人が死ぬと、その魂は「蝶」になり、やがて消えてしまう世界。かつて妹の「蝶」をテロリストに奪われた青年は、やがて成長し、蝶を管理する「死局」の一員となる―。
人の魂が「蝶」となる世界を舞台に描かれるSFアクション漫画「バタフライ・ストレージ」。1巻のレビューです。
作者の安堂維子里(あんどう・いこり)さんは、「Silent Blue」「世界の合言葉は水」「水の箱庭」のように、みずみずしい世界観の漫画を描かれる作家さん。
しかし本作「バタフライ・ストレージ」では一転、ハードなSFアクションを描かれます。

「バタフライ・ストレージ」は月刊COMICリュウにて絶賛連載中です。
「バタフライ・ストレージ」レビュー
あらすじ
人が死ぬとその肉体は瞬時に朽ち果て、抜け出た魂は「蝶」となる。そのままでは49日後に消滅してしまう「蝶」を、国家機関「死局」が管理する世界。
死局の特殊捕蝶班に所属する主人公・小野百士(おの・ひゃくし)は、「蝶」を保護するために危険な任務に臨む。
その胸にあるのは双子の妹・千里の存在。14年前の飛行機事故で謎の男に「蝶」を奪い取られ、意識の無いまま生き続ける千里。
蝶が抜けて消滅した体は死を迎えるが、千里が生きている以上、彼女の「蝶」は必ずどこかに存在するはず。妹の「蝶」を取り戻すため、死局員として男の行方を追う百士。
一方、死局以外にも蝶を凍結保管する組織の存在が。特殊捕蝶班は活発化する組織の壊滅を目指すが―。
迫力のハードSF
「バタフライ・ストレージ」、想像以上にハードなSFでした…!
冒頭、「蝶」の闇オークションに突入する、死局特殊捕蝶班の面々。容赦の無いガンアクション&スピーディな格闘戦を展開。いきなり迫力のアクションシーンで、一気に物語に引き込まれます。

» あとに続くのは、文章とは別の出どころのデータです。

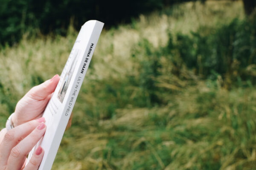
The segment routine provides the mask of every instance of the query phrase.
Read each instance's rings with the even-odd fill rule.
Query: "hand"
[[[26,155],[45,132],[44,122],[44,118],[41,118],[18,126],[6,133],[0,144],[0,170],[38,169],[44,154],[41,146],[24,167]]]
[[[18,102],[12,117],[15,127],[42,116],[59,80],[60,76],[55,75],[25,95]]]

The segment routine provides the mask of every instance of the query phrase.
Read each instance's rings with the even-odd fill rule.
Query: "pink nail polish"
[[[55,76],[53,76],[52,78],[51,79],[50,81],[52,82],[53,80],[53,79],[55,78],[55,77],[56,77],[57,76],[57,75],[58,74],[56,74]]]
[[[39,122],[39,123],[41,123],[43,122],[45,122],[45,119],[44,119],[44,117],[42,117],[37,119],[36,121]]]
[[[42,151],[43,151],[43,148],[42,148],[42,147],[41,147],[41,146],[39,146],[35,151],[35,154],[36,155],[39,155],[40,154],[41,154]]]
[[[44,129],[45,127],[45,124],[43,122],[41,122],[41,124],[38,126],[38,129],[39,130],[41,130]]]

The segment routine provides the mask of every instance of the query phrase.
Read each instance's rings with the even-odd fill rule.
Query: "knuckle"
[[[29,136],[31,138],[32,140],[37,140],[39,137],[39,136],[40,135],[40,133],[36,133],[35,131],[32,132]]]
[[[11,155],[14,158],[17,158],[21,155],[21,152],[17,147],[15,147],[12,150]]]
[[[14,139],[15,132],[12,130],[8,131],[4,136],[4,140],[7,142],[9,142]]]

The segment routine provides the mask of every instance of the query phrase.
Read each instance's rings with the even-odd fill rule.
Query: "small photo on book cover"
[[[69,68],[67,69],[67,71],[65,75],[64,80],[62,82],[62,83],[61,83],[61,88],[60,89],[60,91],[58,94],[57,97],[61,103],[63,102],[63,100],[64,100],[65,96],[66,95],[66,93],[67,93],[67,91],[68,88],[68,86],[70,82],[71,78],[73,75],[73,73],[74,73],[74,70],[75,70],[75,67],[76,67],[76,62],[77,61],[77,56],[78,56],[79,51],[79,50],[78,49],[76,49],[71,59],[71,63],[70,65]]]

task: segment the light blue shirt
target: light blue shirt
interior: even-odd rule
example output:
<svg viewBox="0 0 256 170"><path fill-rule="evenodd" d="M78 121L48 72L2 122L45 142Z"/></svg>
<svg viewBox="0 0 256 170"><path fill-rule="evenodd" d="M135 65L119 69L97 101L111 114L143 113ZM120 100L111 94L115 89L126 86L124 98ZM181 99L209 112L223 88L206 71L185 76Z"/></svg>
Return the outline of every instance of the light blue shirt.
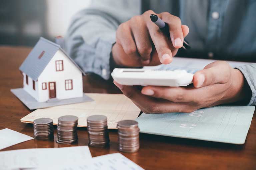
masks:
<svg viewBox="0 0 256 170"><path fill-rule="evenodd" d="M66 49L87 73L110 77L110 57L118 26L151 9L180 18L190 32L191 49L177 55L256 61L255 0L95 0L73 18ZM249 105L256 105L256 64L238 67L250 88Z"/></svg>

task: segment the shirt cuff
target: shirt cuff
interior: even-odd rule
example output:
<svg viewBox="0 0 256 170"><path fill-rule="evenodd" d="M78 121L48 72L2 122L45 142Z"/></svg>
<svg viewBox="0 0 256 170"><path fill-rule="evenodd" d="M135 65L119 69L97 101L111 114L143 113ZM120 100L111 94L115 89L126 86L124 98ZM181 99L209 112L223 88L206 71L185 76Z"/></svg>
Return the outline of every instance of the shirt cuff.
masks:
<svg viewBox="0 0 256 170"><path fill-rule="evenodd" d="M256 89L255 89L255 87L254 85L253 82L250 78L249 73L247 71L246 66L237 67L235 68L238 69L244 75L244 76L247 81L248 85L252 91L252 97L248 105L255 105L255 103L256 103Z"/></svg>

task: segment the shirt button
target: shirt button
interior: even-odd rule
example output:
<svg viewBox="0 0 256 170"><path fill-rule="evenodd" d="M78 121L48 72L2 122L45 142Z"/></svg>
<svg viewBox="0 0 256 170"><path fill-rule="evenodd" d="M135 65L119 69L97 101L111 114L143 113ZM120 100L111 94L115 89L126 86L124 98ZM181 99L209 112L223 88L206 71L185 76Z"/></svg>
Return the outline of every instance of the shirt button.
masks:
<svg viewBox="0 0 256 170"><path fill-rule="evenodd" d="M213 58L213 56L214 55L214 54L213 54L213 53L212 52L209 52L208 53L208 57L209 57L209 58Z"/></svg>
<svg viewBox="0 0 256 170"><path fill-rule="evenodd" d="M220 15L218 12L215 11L212 13L212 17L215 20L217 20L218 19Z"/></svg>
<svg viewBox="0 0 256 170"><path fill-rule="evenodd" d="M102 73L103 76L106 76L106 75L107 75L107 70L103 68L101 71L101 73Z"/></svg>

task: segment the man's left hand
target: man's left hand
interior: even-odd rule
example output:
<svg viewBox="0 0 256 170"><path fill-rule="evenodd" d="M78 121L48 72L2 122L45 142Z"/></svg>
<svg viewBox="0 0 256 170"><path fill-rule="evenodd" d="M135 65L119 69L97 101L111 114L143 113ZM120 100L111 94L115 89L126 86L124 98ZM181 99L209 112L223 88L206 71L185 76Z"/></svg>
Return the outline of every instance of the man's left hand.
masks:
<svg viewBox="0 0 256 170"><path fill-rule="evenodd" d="M193 85L186 87L148 86L141 91L114 81L123 93L145 113L190 113L202 108L242 100L244 80L240 71L225 61L216 61L196 72Z"/></svg>

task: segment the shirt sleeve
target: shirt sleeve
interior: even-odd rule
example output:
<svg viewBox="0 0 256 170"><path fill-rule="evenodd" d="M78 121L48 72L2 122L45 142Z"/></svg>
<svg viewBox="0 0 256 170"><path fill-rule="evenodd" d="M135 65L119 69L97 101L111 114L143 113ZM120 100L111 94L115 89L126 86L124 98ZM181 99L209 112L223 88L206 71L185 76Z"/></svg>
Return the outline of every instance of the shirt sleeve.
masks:
<svg viewBox="0 0 256 170"><path fill-rule="evenodd" d="M109 79L116 31L121 23L140 14L140 6L136 0L92 1L72 18L65 37L66 52L85 73Z"/></svg>
<svg viewBox="0 0 256 170"><path fill-rule="evenodd" d="M256 64L244 65L236 68L244 75L252 91L252 97L248 105L256 105Z"/></svg>

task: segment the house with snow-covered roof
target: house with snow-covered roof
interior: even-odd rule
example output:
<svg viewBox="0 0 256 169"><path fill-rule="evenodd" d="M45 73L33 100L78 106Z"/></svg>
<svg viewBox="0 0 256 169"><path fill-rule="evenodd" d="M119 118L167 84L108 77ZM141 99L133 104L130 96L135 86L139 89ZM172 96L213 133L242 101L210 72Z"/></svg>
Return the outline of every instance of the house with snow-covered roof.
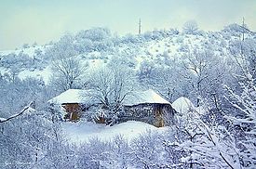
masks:
<svg viewBox="0 0 256 169"><path fill-rule="evenodd" d="M66 112L65 119L77 121L82 115L88 113L87 108L91 105L101 108L101 101L92 96L92 90L69 89L48 102L53 105L61 105ZM174 114L171 104L151 89L133 92L127 96L122 106L123 112L118 117L119 123L135 120L160 127L165 125L166 114L168 116ZM97 110L94 109L94 110L96 114ZM105 119L101 117L98 122L104 123Z"/></svg>
<svg viewBox="0 0 256 169"><path fill-rule="evenodd" d="M152 89L134 92L124 100L121 121L136 120L161 127L166 124L166 117L173 117L171 103Z"/></svg>
<svg viewBox="0 0 256 169"><path fill-rule="evenodd" d="M66 112L64 119L79 120L86 103L90 101L89 90L69 89L48 100L52 105L59 105Z"/></svg>

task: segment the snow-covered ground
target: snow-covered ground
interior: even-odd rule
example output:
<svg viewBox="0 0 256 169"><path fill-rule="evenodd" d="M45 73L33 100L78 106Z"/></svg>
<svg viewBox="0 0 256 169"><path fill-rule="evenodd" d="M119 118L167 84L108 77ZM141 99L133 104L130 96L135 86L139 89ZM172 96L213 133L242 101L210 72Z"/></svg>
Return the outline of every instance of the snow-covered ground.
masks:
<svg viewBox="0 0 256 169"><path fill-rule="evenodd" d="M157 128L151 124L136 121L128 121L114 126L87 122L67 122L63 123L62 125L67 138L76 144L88 142L97 137L101 141L110 141L116 136L122 136L128 141L131 141L148 131L165 132L168 129L167 127Z"/></svg>

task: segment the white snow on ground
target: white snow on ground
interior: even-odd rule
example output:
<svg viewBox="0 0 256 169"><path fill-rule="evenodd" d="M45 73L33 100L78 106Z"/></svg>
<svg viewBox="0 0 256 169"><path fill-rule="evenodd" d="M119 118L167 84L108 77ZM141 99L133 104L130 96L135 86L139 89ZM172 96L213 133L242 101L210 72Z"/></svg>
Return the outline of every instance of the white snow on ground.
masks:
<svg viewBox="0 0 256 169"><path fill-rule="evenodd" d="M176 99L171 106L177 112L182 114L195 110L195 106L193 103L184 97L181 97Z"/></svg>
<svg viewBox="0 0 256 169"><path fill-rule="evenodd" d="M76 144L88 142L98 137L101 141L110 141L115 136L123 136L128 141L138 137L147 131L164 132L166 127L157 128L154 125L136 121L128 121L114 126L88 122L70 123L62 124L67 138Z"/></svg>
<svg viewBox="0 0 256 169"><path fill-rule="evenodd" d="M28 48L21 48L21 49L17 49L17 50L4 50L4 51L0 51L0 56L6 56L6 55L9 55L9 54L16 54L19 55L20 52L22 52L23 54L28 55L29 57L33 57L35 54L35 50L41 50L42 53L45 53L45 50L47 48L50 47L50 46L31 46Z"/></svg>
<svg viewBox="0 0 256 169"><path fill-rule="evenodd" d="M19 73L19 77L20 79L25 79L27 77L42 78L46 84L48 84L50 75L51 75L50 66L47 66L46 69L42 71L34 70L32 72L29 70L24 70Z"/></svg>

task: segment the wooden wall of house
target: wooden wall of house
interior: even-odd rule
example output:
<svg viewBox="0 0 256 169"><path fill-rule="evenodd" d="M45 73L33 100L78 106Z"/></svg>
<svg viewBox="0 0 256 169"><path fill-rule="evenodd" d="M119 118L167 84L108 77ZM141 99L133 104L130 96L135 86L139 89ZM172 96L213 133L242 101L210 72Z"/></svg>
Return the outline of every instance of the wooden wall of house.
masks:
<svg viewBox="0 0 256 169"><path fill-rule="evenodd" d="M65 115L66 119L70 121L76 122L81 116L82 108L78 103L66 103L62 105L65 109L67 114Z"/></svg>
<svg viewBox="0 0 256 169"><path fill-rule="evenodd" d="M141 121L151 124L156 127L165 126L166 113L173 116L173 109L168 104L141 104L127 106L124 109L125 114L120 118L121 122L128 120Z"/></svg>

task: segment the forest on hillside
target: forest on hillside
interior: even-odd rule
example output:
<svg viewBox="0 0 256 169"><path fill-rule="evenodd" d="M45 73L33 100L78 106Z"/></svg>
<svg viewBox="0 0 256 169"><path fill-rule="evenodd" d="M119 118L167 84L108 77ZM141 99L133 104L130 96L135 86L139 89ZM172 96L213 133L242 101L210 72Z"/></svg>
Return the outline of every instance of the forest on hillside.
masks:
<svg viewBox="0 0 256 169"><path fill-rule="evenodd" d="M253 168L255 83L256 33L238 24L125 36L93 28L0 52L0 168ZM176 114L165 134L76 145L47 103L71 88L92 89L113 117L117 98L141 88L205 112Z"/></svg>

安堂維子里さんのこれまでの漫画は、しっとりとした雰囲気の作風。しかし「バタフライ・ストレージ」ではスタートから迫力・スピード感ある特殊部隊の活躍が描かれ、SFアクションのカッコよさを見せつけてくれます。
謎多き世界観
人が死ぬとその体からは「蝶」が抜け、肉体は朽ちる。そして蝶も49時間後には消滅する世界。蝶には持ち主の全てのデータが保持され、そのほとんどは死局によって保護・回収されます。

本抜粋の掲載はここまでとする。